More than seven hours after Ray Hildebrand, 68, collapsed at his job at the San Antonio district attorney’s office, where he worked as a criminal investigator, hospitals in the city said no doctor was available to treat him, Suzanne Hildebrand said. He was flown to Austin for treatment and was in a coma for several days, she said.

“We’re talking 7½ damn hours of basically holding him while (San Antonio hospitals) made phone calls,” she said. The hemorrhage in his brain “was inoperable by the time he got” to Austin. Her husband’s recovery has been slow, but he is regaining some speech and movement, she said.

Ziebell said none of San Antonio’s hospitals — including its three trauma centers — have obtained voluntary national certification to provide care to stroke patients. Four Austin hospitals have that certification, which means they can provide certain drugs and therapies in a coordinated way to stroke victims.

Dr.

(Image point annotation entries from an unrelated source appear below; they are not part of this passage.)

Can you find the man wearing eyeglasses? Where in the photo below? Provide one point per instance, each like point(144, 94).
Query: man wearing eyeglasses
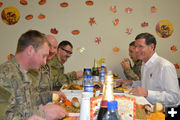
point(56, 64)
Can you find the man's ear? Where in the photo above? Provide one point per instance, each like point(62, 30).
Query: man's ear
point(30, 50)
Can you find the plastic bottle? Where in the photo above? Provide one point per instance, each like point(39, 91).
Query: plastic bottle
point(87, 71)
point(102, 74)
point(112, 112)
point(88, 87)
point(95, 71)
point(107, 95)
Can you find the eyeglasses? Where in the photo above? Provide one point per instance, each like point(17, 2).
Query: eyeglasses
point(67, 51)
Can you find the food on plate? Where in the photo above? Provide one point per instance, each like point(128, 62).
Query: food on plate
point(55, 98)
point(71, 86)
point(64, 4)
point(75, 102)
point(148, 109)
point(156, 116)
point(141, 114)
point(158, 107)
point(29, 17)
point(69, 106)
point(123, 88)
point(23, 2)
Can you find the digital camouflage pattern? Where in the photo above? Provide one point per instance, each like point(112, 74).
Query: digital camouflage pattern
point(134, 73)
point(18, 99)
point(44, 85)
point(57, 73)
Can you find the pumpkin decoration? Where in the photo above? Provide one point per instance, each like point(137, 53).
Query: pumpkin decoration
point(54, 31)
point(41, 16)
point(29, 17)
point(89, 3)
point(75, 32)
point(116, 49)
point(144, 24)
point(128, 10)
point(64, 4)
point(1, 4)
point(42, 2)
point(23, 2)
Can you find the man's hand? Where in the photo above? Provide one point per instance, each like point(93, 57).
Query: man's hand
point(125, 63)
point(79, 74)
point(61, 94)
point(124, 82)
point(54, 112)
point(139, 91)
point(35, 117)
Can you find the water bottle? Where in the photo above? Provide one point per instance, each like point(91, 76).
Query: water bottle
point(88, 86)
point(112, 112)
point(87, 71)
point(102, 74)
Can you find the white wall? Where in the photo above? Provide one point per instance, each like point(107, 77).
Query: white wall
point(76, 16)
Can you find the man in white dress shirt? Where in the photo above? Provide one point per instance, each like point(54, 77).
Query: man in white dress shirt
point(159, 82)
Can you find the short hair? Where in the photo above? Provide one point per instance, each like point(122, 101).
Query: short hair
point(132, 43)
point(31, 37)
point(149, 38)
point(64, 43)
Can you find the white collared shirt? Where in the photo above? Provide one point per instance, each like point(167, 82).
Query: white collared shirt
point(159, 77)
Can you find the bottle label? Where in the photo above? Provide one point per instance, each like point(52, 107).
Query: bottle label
point(95, 78)
point(88, 88)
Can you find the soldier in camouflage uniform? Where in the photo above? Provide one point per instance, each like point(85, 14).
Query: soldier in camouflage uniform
point(19, 99)
point(132, 72)
point(57, 68)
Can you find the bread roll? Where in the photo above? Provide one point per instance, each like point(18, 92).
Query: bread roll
point(75, 102)
point(158, 107)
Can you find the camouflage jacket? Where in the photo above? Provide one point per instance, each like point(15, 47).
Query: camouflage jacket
point(134, 73)
point(57, 73)
point(18, 99)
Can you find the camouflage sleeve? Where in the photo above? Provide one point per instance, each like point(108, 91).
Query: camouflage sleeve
point(5, 97)
point(130, 75)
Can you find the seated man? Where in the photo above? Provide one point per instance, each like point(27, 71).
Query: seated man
point(159, 82)
point(21, 102)
point(132, 73)
point(58, 76)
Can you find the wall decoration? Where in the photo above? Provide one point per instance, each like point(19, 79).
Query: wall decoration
point(113, 9)
point(89, 3)
point(54, 31)
point(128, 31)
point(75, 32)
point(10, 15)
point(173, 48)
point(81, 49)
point(144, 24)
point(29, 17)
point(98, 40)
point(116, 49)
point(42, 2)
point(41, 16)
point(177, 66)
point(164, 28)
point(64, 4)
point(128, 10)
point(116, 22)
point(23, 2)
point(153, 9)
point(102, 61)
point(1, 4)
point(92, 21)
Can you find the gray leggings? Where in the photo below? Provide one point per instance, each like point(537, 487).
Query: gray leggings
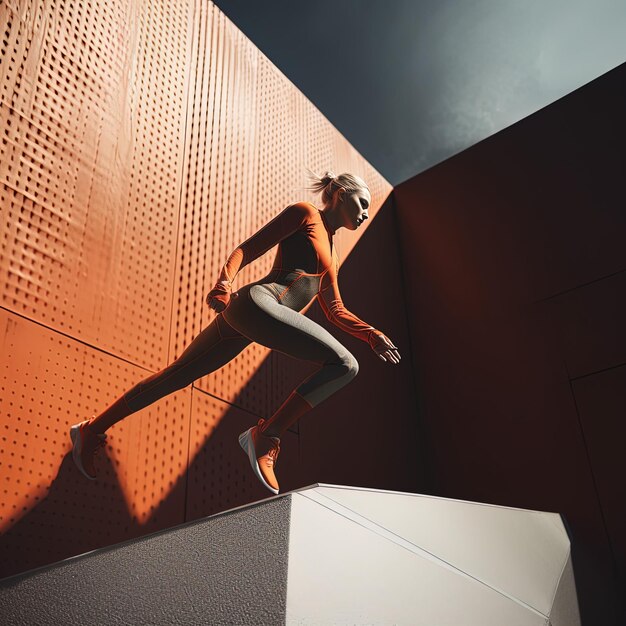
point(255, 314)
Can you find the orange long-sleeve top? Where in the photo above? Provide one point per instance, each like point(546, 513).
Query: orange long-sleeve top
point(306, 265)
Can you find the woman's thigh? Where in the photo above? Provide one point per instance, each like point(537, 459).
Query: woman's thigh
point(257, 315)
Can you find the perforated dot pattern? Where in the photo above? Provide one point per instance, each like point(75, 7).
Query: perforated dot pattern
point(141, 142)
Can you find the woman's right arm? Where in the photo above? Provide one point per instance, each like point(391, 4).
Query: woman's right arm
point(284, 224)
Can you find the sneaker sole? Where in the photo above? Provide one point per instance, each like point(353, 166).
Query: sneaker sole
point(245, 441)
point(77, 443)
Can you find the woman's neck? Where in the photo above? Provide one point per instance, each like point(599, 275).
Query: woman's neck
point(333, 218)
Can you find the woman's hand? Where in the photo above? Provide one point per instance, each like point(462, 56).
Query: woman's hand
point(383, 346)
point(219, 297)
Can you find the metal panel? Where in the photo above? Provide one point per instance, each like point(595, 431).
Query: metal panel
point(141, 143)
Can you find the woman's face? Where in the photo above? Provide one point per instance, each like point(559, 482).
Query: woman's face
point(355, 207)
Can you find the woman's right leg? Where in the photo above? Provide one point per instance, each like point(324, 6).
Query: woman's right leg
point(210, 350)
point(258, 315)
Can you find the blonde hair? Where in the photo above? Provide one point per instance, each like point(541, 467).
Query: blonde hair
point(329, 183)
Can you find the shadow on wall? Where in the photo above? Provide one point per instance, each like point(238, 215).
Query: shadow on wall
point(370, 446)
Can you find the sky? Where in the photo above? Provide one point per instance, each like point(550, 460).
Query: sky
point(410, 83)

Ronald Stewart, a critical care surgeon and chairman of the Southwest Texas Regional Advisory Council on trauma issues, wrote to colleagues in a May e-mail that it was “unacceptable” that after a year of discussion, no San Antonio hospitals had obtained the certification “even though the stroke center requirements represent only the minimal standards required for stroke care.” Leni Kirkman, a spokeswoman for University Hospital, a trauma center in San Antonio, said hospitals can treat stroke patients without being certified — Kirkman said hers has doctors who do — but University’s beds are often full.

“It’s unconscionable to think we have so many resources in our community and we haven’t got this worked out,” Kirkman said.

Eric Epley, the executive director of the advisory council that Stewart belongs to, said doctors and hospitals officials in San Antonio are “working feverishly on trying to establish stroke centers and a regional stroke system.

“It’s unacceptable that the large urban centers are sending patients to other large urban centers,” Epley said. “The best thing for patients in San Antonio would be to stay in San Antonio, and the best thing for Austin patients is to stay in Austin.”

Ultimately, lawmakers may need to solve the problem, perhaps by establishing when patients can be transferred and requiring doctors to take emergency hospital calls in order to get hospital privileges, said Racht, the trauma advisory committee chairman.